[Rpm-maint] [rpm-software-management/rpm] Add %postbuild section / Allow dynamic sub packages (#1239)

nim-nim notifications at github.com
Tue Jul 7 07:48:56 UTC 2020


> %postbuild is misleading and dangerous. You need a dynamic starting point for every section that succeeds %post, 

More generally, the problem you are attempting to solve, is not the lack or not of a new rpm section, and the shredding or not of the existing spec file. Those are all fuzzy workarounds, that will succeed, to an extent, and frustrate you, to a greater extent.

The problem you are attempting to solve, is that you want to modify the shell bits rpm will execute later in the build, based on the build results so far. And that you absolutely can not do that from the shell, because the shell can not self-modify the script it is running, and rpm design loses environment between two shell invocations, so you can not easily tell the next shell session what you have computed so far.

So a good generic solution, would not be to shred the spec file into ever smaller files, or to add new sections every six months, as you realise you missed a modification point packager need.

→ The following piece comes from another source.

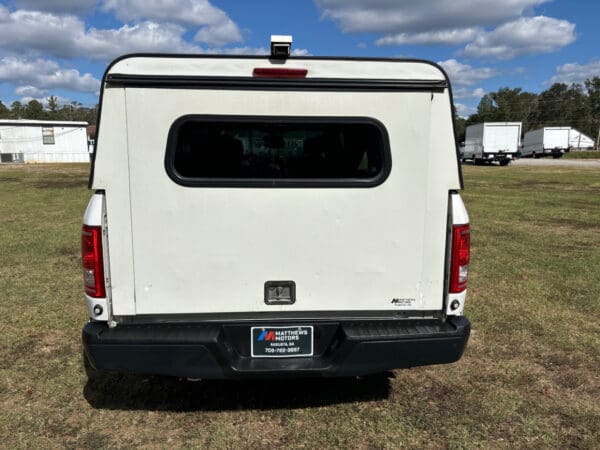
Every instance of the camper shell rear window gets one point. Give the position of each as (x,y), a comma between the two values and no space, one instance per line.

A good solution would be to add *explicit* (not implicit, and not tied to whole sections, as they exist today) start and end markers to shell sessions (subshell like).

So something like
```rpm
%{sh:
}
```

And everything in %{sh:}  is evaluated when the execution plan gets to the `%{sh:}` part and no earlier, and plopped to a new shell script, given to bash to execute 

And between an the end of %{sh:} and the next %{sh:} you stop the shell execution and compute, in a different execution environment than the shell itself (my preference being obviously lua) the things you want to execute in the next shell sessions. And shell execution restarts with a new shell script the next time the parser encounters a %{sh:} tag (or when the lua code feeds it an 
```rpm
rpm.expand([[
%{sh:
something
}]])
```

For backwards compatibility reasons you probably do not want to authorise %{sh:} sections that overlap existing section boundaries. And (also for backwards compatibility reasons) you probably want to consider that a section, that executes a separated shell script today, has an implicit %{sh:}  spanning the whole section, if you find that the packager did not mark where to begin executing and where to pause when you get to this section.

Of course being able to compute the next execution bits is not really useful if you can not inject those bits in the next part of the spec. So your must have either prepared entry points in the next %sh/%endsh runs, where the new execution instructions will be injected (that’s basically what %auto_prep/%auto_build/etc are in my specs) or call an explicit new shell session with  
```
rpm.expand([[
%{sh:
something
}]])
```

once you have computed the something.